Обычное суровое выражение, в котором чувствовалась энергия сильного характера, теперь исчезло с его умного, но крайне невзрачного лица, сухощавого, старообразного, точно сморщенного, с непропорционально большим, книзу опущенным носом, неуклюже торчащим между плоских желтых щек, испещренных бородавками.

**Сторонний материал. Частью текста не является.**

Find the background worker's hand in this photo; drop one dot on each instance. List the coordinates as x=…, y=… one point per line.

Взволнованное, сконфуженное и словно еще более постаревшее, бледное, с нервно вздрагивающей губой лицо штурмана светилось выражением беспредельной любви и глубокой скорби, когда он взглядывал на жену долгим, неотрывающимся взглядом своих серых, теперь необыкновенно кротких глаз. И напрасно Никандр Миронович, желая скрыть от посторонних волнение и печаль, старался принять свой обычный суровый вид или пробовал улыбаться. Улыбка, кривившая его губы, выходила неестественная, жалкая, и никакого “вида”, кроме страдальчески беспомощного, у бедного Никандра Мироновича не было.

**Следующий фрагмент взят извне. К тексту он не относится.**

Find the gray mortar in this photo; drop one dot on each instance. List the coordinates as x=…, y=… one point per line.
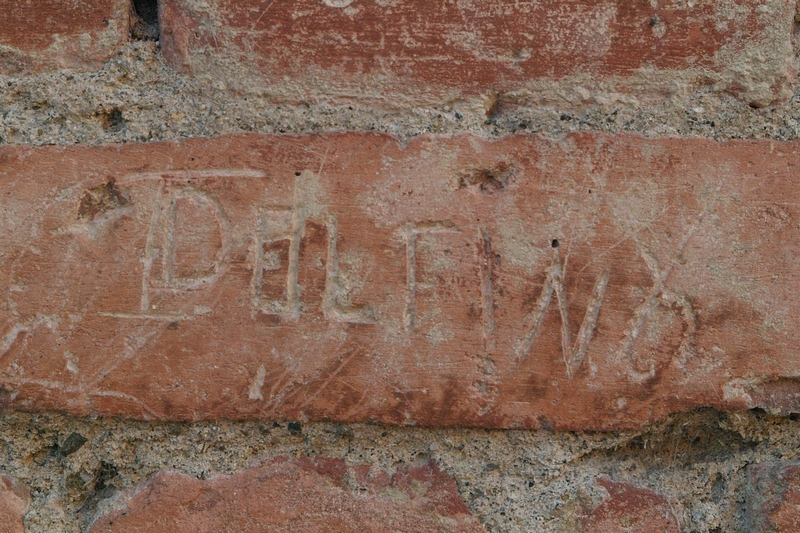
x=514, y=481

Появление этой красивой, как куколка одетой, молодой женщины произвело некоторую сенсацию среди офицеров и многочисленной публики провожавших. Мужчины любовались ею, а “флотские” дамы, кронштадтские “патрицианки”, оглядывали и госпожу Пташкину и ее элегантный костюм завистливыми, удивленными глазами, словно бы изумлялись, что жена “какого-нибудь штурмана” может быть так хороша и изящна.

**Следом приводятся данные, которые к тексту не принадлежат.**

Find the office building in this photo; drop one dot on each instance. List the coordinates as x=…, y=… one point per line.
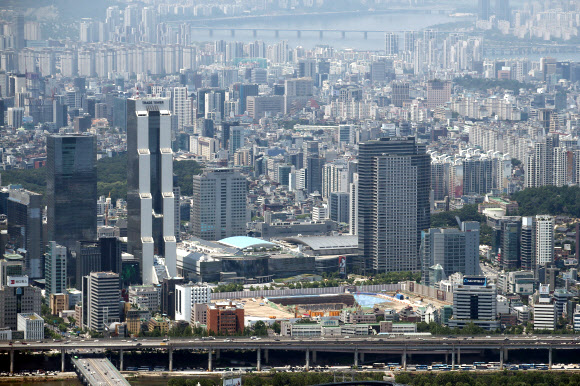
x=544, y=240
x=510, y=245
x=110, y=254
x=400, y=93
x=32, y=325
x=150, y=200
x=55, y=261
x=87, y=260
x=58, y=303
x=102, y=294
x=145, y=297
x=11, y=265
x=187, y=296
x=483, y=9
x=16, y=299
x=297, y=92
x=393, y=202
x=438, y=93
x=15, y=117
x=24, y=212
x=219, y=204
x=338, y=205
x=453, y=249
x=71, y=188
x=545, y=315
x=225, y=318
x=182, y=107
x=527, y=245
x=236, y=139
x=391, y=43
x=475, y=301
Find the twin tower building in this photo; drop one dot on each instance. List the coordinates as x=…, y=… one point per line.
x=72, y=187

Проходивший мимо с озабоченным лицом старший офицер, увидав красивую брюнетку, невольно уменьшил шаг, неизвестно зачем покрутил свой длинный ус и пошел далее, взглянув на Никандра Мироновича завистливо и сердито, точно хотел сказать: “И зачем это у тебя, у штурмана, такая красавица жена!”
В небольшой кучке молодежи между тем шел оживленный обмен впечатлений. Восхищались и глазами, и руками, и “вообще”, и детально.
— И где это штурман мог подцепить такую красавицу, скажите на милость?
Оказалось, что никто этого не знал и никто раньше не видал ее в Кронштадте.